De creuset de la révolution informatique, la Silicon Valley s’est transformée en chaudron du transhumanisme. 

Le problème principal que traverse l’Eglise vient de ce qu’elle a été prise au dépourvu par une telle évolution. En tout cas sa hiérarchie. Benoît XVI a certes proposé un tournant. Mais beaucoup de ses frères évêques ont trouvé insupportable d’être réveillé du doux dogmatisme de la bonne entente avec le monde. Ils ont fini par décourager le pape bavarois. 

Et François est arrivé, avec toutes les illusions d’une compagnie de Jésus qui a malencontreusement troqué, depuis les années 1930, l’étude de saint Thomas d’Aquin pour celle de Hegel (et de Marx, Heidegger etc…). Voilà notre François plongeant avec délices dans l’écologie moderne. Sans se rendre compte que le discours désespérant, catastrophiste des écologistes modernes est bien peu chrétien. Le voilà, d’une manière générale, opinant du chef à toutes les constructions intellectuelles ou les pratiques liberticides  – carrément anti-chrétiennes – d’un Jeffrey Sachs, d’un Klaus Schwab, d’un Bill Gates, d’un Mark Zuckerberg, ces (p)artisans d’un nouvel asservissement de l’humanité. 

Bien sûr, François n’est pas seul en cause.
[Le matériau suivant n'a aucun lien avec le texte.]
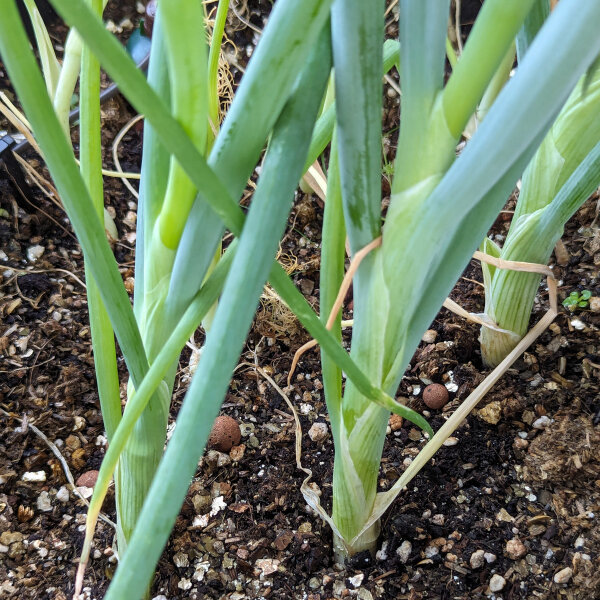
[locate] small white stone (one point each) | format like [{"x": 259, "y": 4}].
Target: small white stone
[
  {"x": 305, "y": 408},
  {"x": 477, "y": 559},
  {"x": 181, "y": 560},
  {"x": 429, "y": 336},
  {"x": 78, "y": 423},
  {"x": 382, "y": 554},
  {"x": 438, "y": 519},
  {"x": 184, "y": 584},
  {"x": 35, "y": 252},
  {"x": 318, "y": 432},
  {"x": 497, "y": 583},
  {"x": 63, "y": 494},
  {"x": 43, "y": 502},
  {"x": 403, "y": 551},
  {"x": 578, "y": 324},
  {"x": 268, "y": 566},
  {"x": 563, "y": 576},
  {"x": 542, "y": 422},
  {"x": 34, "y": 476}
]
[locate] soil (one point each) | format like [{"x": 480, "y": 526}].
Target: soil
[{"x": 516, "y": 497}]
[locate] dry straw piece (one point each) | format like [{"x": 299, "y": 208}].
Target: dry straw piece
[{"x": 383, "y": 500}]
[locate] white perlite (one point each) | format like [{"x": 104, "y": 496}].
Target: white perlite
[
  {"x": 34, "y": 252},
  {"x": 563, "y": 576},
  {"x": 477, "y": 559},
  {"x": 32, "y": 476}
]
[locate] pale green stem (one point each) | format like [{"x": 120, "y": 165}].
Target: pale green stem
[{"x": 103, "y": 342}]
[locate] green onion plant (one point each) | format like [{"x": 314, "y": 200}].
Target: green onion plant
[
  {"x": 560, "y": 177},
  {"x": 194, "y": 172}
]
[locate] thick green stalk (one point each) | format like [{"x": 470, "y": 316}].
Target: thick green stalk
[
  {"x": 542, "y": 210},
  {"x": 183, "y": 23},
  {"x": 533, "y": 23},
  {"x": 103, "y": 343},
  {"x": 50, "y": 66},
  {"x": 496, "y": 27},
  {"x": 333, "y": 254},
  {"x": 510, "y": 294},
  {"x": 258, "y": 244},
  {"x": 26, "y": 78}
]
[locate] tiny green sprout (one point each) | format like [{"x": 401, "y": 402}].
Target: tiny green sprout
[{"x": 577, "y": 300}]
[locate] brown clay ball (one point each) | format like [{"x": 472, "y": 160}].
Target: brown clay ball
[
  {"x": 88, "y": 479},
  {"x": 225, "y": 434},
  {"x": 435, "y": 396}
]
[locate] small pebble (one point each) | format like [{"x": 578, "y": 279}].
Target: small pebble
[
  {"x": 491, "y": 413},
  {"x": 404, "y": 550},
  {"x": 225, "y": 433},
  {"x": 429, "y": 336},
  {"x": 318, "y": 432},
  {"x": 477, "y": 559},
  {"x": 435, "y": 396},
  {"x": 63, "y": 494},
  {"x": 542, "y": 422},
  {"x": 88, "y": 479},
  {"x": 34, "y": 476},
  {"x": 43, "y": 502},
  {"x": 35, "y": 252},
  {"x": 515, "y": 549},
  {"x": 497, "y": 583},
  {"x": 520, "y": 443},
  {"x": 563, "y": 576}
]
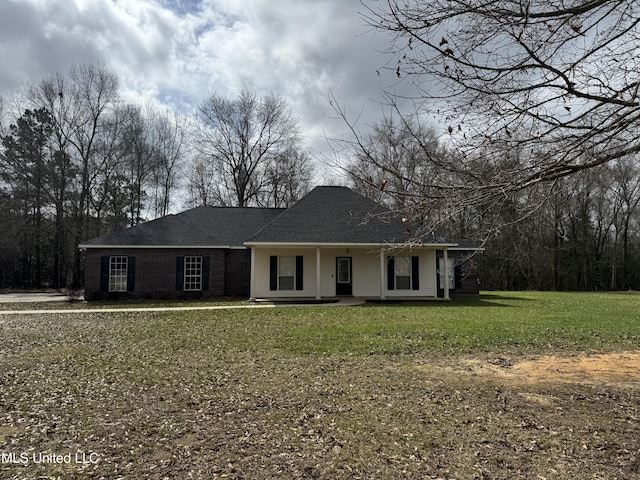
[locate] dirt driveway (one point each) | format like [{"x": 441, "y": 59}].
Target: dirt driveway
[{"x": 32, "y": 297}]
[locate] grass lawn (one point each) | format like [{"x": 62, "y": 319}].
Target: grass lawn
[{"x": 461, "y": 389}]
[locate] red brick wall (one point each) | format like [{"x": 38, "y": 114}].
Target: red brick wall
[{"x": 155, "y": 275}]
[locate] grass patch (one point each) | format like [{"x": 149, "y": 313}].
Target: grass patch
[
  {"x": 377, "y": 391},
  {"x": 527, "y": 321}
]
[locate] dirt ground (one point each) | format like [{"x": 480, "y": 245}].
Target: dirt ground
[{"x": 615, "y": 368}]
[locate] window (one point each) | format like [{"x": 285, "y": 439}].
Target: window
[
  {"x": 118, "y": 267},
  {"x": 192, "y": 273},
  {"x": 451, "y": 272},
  {"x": 403, "y": 273},
  {"x": 286, "y": 272}
]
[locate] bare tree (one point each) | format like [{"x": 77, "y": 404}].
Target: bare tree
[
  {"x": 558, "y": 78},
  {"x": 80, "y": 104},
  {"x": 168, "y": 132},
  {"x": 243, "y": 138}
]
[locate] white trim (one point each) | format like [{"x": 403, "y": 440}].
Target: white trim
[
  {"x": 382, "y": 277},
  {"x": 252, "y": 278},
  {"x": 445, "y": 262},
  {"x": 120, "y": 247},
  {"x": 318, "y": 278},
  {"x": 350, "y": 245}
]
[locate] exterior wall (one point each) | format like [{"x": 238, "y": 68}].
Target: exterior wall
[
  {"x": 365, "y": 272},
  {"x": 237, "y": 273},
  {"x": 155, "y": 273},
  {"x": 467, "y": 275}
]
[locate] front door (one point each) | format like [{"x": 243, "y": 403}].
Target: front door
[{"x": 344, "y": 285}]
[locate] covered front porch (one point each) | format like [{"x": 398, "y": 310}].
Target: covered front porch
[{"x": 317, "y": 272}]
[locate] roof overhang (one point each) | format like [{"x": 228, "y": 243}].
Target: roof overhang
[
  {"x": 350, "y": 245},
  {"x": 166, "y": 247}
]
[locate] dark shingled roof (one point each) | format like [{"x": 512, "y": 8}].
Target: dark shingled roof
[
  {"x": 202, "y": 226},
  {"x": 334, "y": 215}
]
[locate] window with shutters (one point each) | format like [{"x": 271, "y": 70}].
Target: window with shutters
[
  {"x": 192, "y": 273},
  {"x": 118, "y": 266},
  {"x": 403, "y": 273},
  {"x": 286, "y": 272}
]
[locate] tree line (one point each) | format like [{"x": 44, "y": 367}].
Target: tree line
[
  {"x": 536, "y": 152},
  {"x": 77, "y": 160}
]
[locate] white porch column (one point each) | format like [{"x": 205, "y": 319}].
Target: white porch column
[
  {"x": 445, "y": 267},
  {"x": 382, "y": 297},
  {"x": 318, "y": 273},
  {"x": 252, "y": 281}
]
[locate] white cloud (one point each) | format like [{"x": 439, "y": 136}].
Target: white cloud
[{"x": 177, "y": 51}]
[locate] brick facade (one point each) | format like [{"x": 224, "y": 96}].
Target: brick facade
[{"x": 155, "y": 272}]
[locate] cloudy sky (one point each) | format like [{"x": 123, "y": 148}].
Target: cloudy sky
[{"x": 177, "y": 51}]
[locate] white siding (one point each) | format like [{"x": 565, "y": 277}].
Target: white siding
[{"x": 366, "y": 272}]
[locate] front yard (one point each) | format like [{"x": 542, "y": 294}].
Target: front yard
[{"x": 522, "y": 385}]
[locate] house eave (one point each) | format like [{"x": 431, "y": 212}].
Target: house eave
[
  {"x": 166, "y": 247},
  {"x": 350, "y": 245}
]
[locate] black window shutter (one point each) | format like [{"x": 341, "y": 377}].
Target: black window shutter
[
  {"x": 299, "y": 281},
  {"x": 391, "y": 273},
  {"x": 206, "y": 262},
  {"x": 131, "y": 274},
  {"x": 273, "y": 272},
  {"x": 415, "y": 273},
  {"x": 104, "y": 274},
  {"x": 179, "y": 274}
]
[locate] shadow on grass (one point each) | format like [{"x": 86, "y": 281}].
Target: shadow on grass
[{"x": 457, "y": 301}]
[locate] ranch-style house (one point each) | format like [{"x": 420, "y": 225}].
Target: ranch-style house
[{"x": 333, "y": 242}]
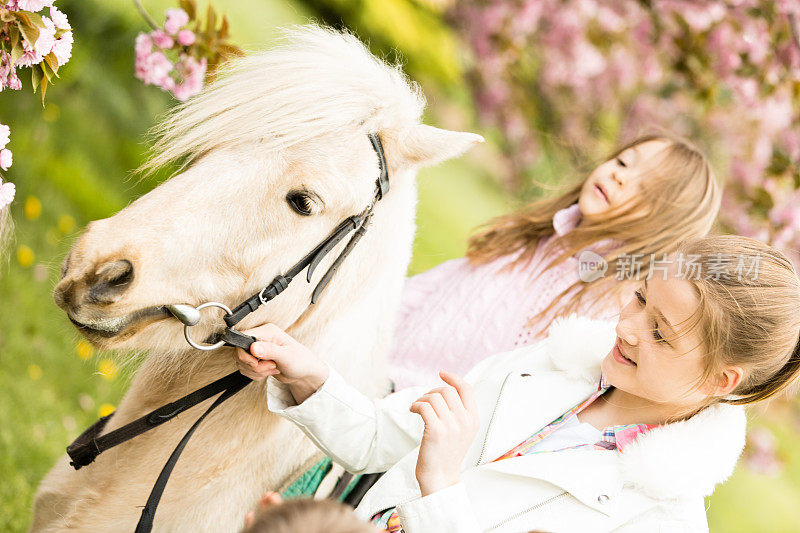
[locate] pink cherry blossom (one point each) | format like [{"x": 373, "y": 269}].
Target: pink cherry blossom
[
  {"x": 33, "y": 5},
  {"x": 63, "y": 48},
  {"x": 193, "y": 73},
  {"x": 186, "y": 38},
  {"x": 6, "y": 158},
  {"x": 14, "y": 82},
  {"x": 7, "y": 193},
  {"x": 47, "y": 37},
  {"x": 29, "y": 57},
  {"x": 59, "y": 19},
  {"x": 5, "y": 135},
  {"x": 154, "y": 69},
  {"x": 176, "y": 19},
  {"x": 162, "y": 40}
]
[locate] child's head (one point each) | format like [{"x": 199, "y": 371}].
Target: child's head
[
  {"x": 650, "y": 195},
  {"x": 721, "y": 326},
  {"x": 306, "y": 515}
]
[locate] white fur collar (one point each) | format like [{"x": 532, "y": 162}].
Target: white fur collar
[{"x": 687, "y": 458}]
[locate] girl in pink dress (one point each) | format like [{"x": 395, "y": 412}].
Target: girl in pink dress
[{"x": 522, "y": 270}]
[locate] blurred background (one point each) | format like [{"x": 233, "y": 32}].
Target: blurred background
[{"x": 552, "y": 84}]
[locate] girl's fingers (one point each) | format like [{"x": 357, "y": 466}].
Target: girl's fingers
[
  {"x": 270, "y": 333},
  {"x": 439, "y": 405},
  {"x": 463, "y": 388},
  {"x": 425, "y": 410}
]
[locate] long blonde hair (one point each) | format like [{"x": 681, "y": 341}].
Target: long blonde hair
[
  {"x": 749, "y": 317},
  {"x": 680, "y": 200}
]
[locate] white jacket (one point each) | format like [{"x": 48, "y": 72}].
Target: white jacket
[{"x": 658, "y": 483}]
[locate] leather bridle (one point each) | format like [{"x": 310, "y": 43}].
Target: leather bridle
[{"x": 85, "y": 449}]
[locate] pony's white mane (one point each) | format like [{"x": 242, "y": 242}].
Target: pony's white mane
[{"x": 316, "y": 81}]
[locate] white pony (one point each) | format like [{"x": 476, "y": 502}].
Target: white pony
[{"x": 277, "y": 154}]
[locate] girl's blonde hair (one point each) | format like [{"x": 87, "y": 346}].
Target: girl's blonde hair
[
  {"x": 749, "y": 314},
  {"x": 680, "y": 200}
]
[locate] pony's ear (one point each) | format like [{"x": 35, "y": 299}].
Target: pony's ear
[{"x": 426, "y": 145}]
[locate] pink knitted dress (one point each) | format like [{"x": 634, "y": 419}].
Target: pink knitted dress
[{"x": 456, "y": 314}]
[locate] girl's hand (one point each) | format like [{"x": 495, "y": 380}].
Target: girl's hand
[
  {"x": 451, "y": 422},
  {"x": 277, "y": 354}
]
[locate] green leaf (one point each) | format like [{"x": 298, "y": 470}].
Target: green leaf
[
  {"x": 36, "y": 77},
  {"x": 211, "y": 19},
  {"x": 52, "y": 62},
  {"x": 223, "y": 31},
  {"x": 15, "y": 43},
  {"x": 44, "y": 89},
  {"x": 47, "y": 72},
  {"x": 32, "y": 18}
]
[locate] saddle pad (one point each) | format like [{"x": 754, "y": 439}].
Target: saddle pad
[{"x": 306, "y": 485}]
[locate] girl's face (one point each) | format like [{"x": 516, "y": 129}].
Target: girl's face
[
  {"x": 618, "y": 180},
  {"x": 653, "y": 358}
]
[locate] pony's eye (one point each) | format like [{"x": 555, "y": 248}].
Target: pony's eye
[{"x": 302, "y": 202}]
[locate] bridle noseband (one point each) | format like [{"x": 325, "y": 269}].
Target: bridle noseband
[{"x": 85, "y": 449}]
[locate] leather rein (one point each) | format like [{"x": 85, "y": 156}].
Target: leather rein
[{"x": 85, "y": 449}]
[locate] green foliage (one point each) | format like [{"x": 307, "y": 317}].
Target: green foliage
[{"x": 427, "y": 44}]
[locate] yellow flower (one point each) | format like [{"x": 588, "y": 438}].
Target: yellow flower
[
  {"x": 107, "y": 369},
  {"x": 84, "y": 349},
  {"x": 35, "y": 372},
  {"x": 25, "y": 255},
  {"x": 66, "y": 224},
  {"x": 33, "y": 208}
]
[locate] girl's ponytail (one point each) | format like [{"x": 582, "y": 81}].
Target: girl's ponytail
[{"x": 783, "y": 379}]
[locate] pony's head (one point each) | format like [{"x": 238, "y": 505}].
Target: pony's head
[{"x": 275, "y": 155}]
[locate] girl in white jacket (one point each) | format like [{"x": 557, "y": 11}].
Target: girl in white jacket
[{"x": 595, "y": 428}]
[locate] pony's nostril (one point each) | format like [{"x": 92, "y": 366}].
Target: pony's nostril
[{"x": 111, "y": 282}]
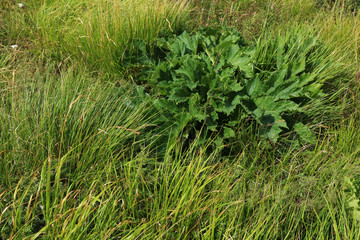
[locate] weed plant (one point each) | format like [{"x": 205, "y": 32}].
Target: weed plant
[{"x": 77, "y": 158}]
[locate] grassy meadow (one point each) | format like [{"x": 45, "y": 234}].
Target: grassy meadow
[{"x": 186, "y": 119}]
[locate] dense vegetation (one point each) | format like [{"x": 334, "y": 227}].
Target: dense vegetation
[{"x": 153, "y": 119}]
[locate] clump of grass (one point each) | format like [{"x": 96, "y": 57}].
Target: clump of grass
[{"x": 98, "y": 33}]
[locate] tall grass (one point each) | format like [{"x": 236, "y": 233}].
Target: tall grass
[
  {"x": 77, "y": 157},
  {"x": 99, "y": 33}
]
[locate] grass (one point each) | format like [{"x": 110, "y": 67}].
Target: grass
[{"x": 79, "y": 156}]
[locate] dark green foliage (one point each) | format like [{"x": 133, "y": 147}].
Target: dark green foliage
[{"x": 212, "y": 81}]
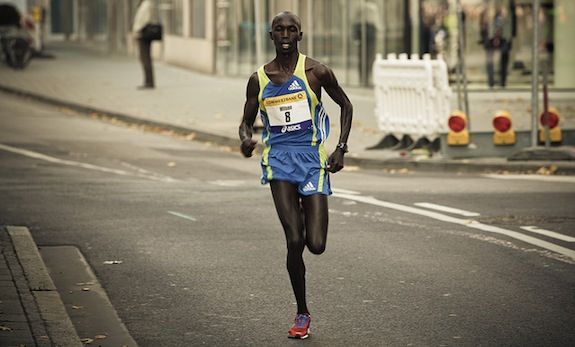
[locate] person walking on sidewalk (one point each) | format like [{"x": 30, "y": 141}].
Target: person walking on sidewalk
[
  {"x": 287, "y": 92},
  {"x": 145, "y": 15}
]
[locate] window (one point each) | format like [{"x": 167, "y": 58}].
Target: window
[{"x": 198, "y": 18}]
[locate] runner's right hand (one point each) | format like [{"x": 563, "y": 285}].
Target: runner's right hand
[{"x": 247, "y": 147}]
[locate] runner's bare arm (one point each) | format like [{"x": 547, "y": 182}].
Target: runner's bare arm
[
  {"x": 329, "y": 82},
  {"x": 250, "y": 112}
]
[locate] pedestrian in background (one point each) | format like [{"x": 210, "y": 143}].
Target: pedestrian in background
[
  {"x": 497, "y": 23},
  {"x": 287, "y": 92},
  {"x": 145, "y": 15}
]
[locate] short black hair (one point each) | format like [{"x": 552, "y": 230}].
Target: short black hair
[{"x": 288, "y": 13}]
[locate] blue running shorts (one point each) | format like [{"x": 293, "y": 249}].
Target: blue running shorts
[{"x": 304, "y": 166}]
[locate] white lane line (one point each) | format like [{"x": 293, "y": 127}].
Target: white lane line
[
  {"x": 465, "y": 222},
  {"x": 181, "y": 215},
  {"x": 40, "y": 156},
  {"x": 345, "y": 191},
  {"x": 543, "y": 178},
  {"x": 549, "y": 233},
  {"x": 446, "y": 209}
]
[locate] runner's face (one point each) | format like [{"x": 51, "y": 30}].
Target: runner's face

Il a un peu partout du répondant dans une Eglise qui confond le pays des bisounours et “le meilleur des mondes”.  Ainsi le Journal La Croix, constatant que le Vatican baisse la garde sur la question des discussions parlementaires concernant l’euthanasie en Italie, parle de “tournant stratégique du Vatican sur la bioéthique“. 

Au Courrier des Stratèges, nous n’avons pas l’intention de jouer les béni-oui-oui d’une hiérarchie ecclésiastique assoupie et prête à renier l’esprit des Béatitudes pour ne pas dissiper l’illusion iréniste d’un “éternel aggiornamento”.  La dignité absolue de la personne humaine, la liberté inviolable de la conscience, la distinction ineffaçable  entre le “royaume de César” et celui de Dieu sont des choses qui ne se négocient pas. On ne vend pas la tradition intacte de l’Eglise pour le plat de lentilles d’une place de chapelain au Forum de Davos."